[Twisted-Python] App design / Twisted Logging?

Sat Mar 12 23:49:31 EST 2005

> >> -> Do I need a thread for every copy/move operation (large 
> >files via network)?
> >
> >Nope. That's the beauty of twisted code. I've written this 
> >sort of handling
> >multiple packet trains many times. Write a protocol.
> 
> Hm, sounds like using FTP and not shutil.move via system's SMB?
> Or is there already something better in twisted?
> 
> If I'd write my own protocol to wrap shutil.move,
> the operation would be blocking because I don't
> work on file block level and the protocol doesn't make sense.
> I'm not feeling like writing file transfer code on file block level.
> Or do you think it would be worth the hassle?

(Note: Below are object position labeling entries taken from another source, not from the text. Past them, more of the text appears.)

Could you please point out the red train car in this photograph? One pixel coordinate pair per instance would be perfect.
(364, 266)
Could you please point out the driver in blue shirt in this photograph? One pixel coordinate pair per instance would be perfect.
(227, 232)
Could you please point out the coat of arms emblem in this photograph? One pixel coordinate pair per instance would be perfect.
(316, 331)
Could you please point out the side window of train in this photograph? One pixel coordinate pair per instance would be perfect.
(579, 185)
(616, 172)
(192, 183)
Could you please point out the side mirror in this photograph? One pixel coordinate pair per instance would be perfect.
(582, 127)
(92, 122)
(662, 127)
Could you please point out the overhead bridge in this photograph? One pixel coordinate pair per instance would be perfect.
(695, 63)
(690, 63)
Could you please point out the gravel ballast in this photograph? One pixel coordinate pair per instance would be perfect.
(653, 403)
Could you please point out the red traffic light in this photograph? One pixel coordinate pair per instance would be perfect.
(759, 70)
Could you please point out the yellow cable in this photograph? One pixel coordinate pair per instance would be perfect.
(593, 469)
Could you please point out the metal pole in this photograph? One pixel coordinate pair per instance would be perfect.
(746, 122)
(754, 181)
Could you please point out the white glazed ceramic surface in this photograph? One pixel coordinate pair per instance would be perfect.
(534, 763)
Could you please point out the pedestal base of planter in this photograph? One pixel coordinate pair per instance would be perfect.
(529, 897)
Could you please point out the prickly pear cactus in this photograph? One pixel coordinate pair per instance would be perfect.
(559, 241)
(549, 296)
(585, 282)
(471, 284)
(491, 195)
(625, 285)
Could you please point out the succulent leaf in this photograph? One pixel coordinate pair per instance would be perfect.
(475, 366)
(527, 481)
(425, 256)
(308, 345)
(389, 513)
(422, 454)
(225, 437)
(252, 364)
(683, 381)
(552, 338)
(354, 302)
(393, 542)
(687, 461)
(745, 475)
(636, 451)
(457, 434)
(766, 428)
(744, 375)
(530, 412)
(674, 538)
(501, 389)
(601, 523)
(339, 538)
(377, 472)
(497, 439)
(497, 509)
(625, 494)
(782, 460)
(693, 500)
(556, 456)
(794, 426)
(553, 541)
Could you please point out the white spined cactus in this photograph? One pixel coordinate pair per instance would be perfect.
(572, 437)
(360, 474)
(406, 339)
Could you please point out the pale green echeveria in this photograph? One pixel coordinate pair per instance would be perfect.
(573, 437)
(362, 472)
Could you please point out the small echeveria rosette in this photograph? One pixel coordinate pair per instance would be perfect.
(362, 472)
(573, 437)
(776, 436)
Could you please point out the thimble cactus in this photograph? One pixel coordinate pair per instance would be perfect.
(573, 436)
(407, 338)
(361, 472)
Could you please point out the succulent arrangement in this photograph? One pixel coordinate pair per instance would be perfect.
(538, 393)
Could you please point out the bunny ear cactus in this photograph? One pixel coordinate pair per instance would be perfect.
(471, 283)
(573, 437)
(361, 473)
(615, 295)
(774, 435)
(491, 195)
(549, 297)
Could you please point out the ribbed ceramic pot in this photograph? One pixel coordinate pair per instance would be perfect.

It is so darned easy to write your own protocols that there's really not
much point in reusing like you are attempting to do. Here's a simple
example:

from twisted.internet.protocol import Protocol, ClientFactory
from sys import stdout
from string import unpack

class FileXferProtocol(Protocol):
    """Handles receiving files. Fire off via the factory."""
    def dataReceived(self, data):
        if not hasattr(self, "filesize"):
            # First block of the file; get the final size
            self.filesize = unpack("!L", data[:4])
            data = data[4:]

        # Receiving blocks of the file
        self.openfile.write(data)
        self.recvdlen += len(data)
        if self.recvdlen == self.filesize:
            self.openfile.close()
            self.transport.loseConnection()
        return

class FileXferFactory(ClientFactory):
    """Creates protocols to receive files"""
    protocol = FileXferProtocol

    def __init__(self, filename):
        self.filename = filename
        self.openfile = file(filename)

if __name__ == '__main__':
    # First, create the factory protocol and initialize it
    f = FileXferFactory("tempfile")
    # Second, connect to a server to get a file (127.0.0.1:9999 in this case)
    reactor.connectTCP("127.0.0.1", 9999, f)
    reactor.run() # Call the reactor

You could get hung up on worrying about blocks and reassembly and whatnot
(and I have done so in the past), but why bother? About the only thing
necessary here is to install some sort of error checking. In the factory
code it might be appropriate to do some error checking (make sure the entire
file was received) and then to call the next piece of code (the file handler).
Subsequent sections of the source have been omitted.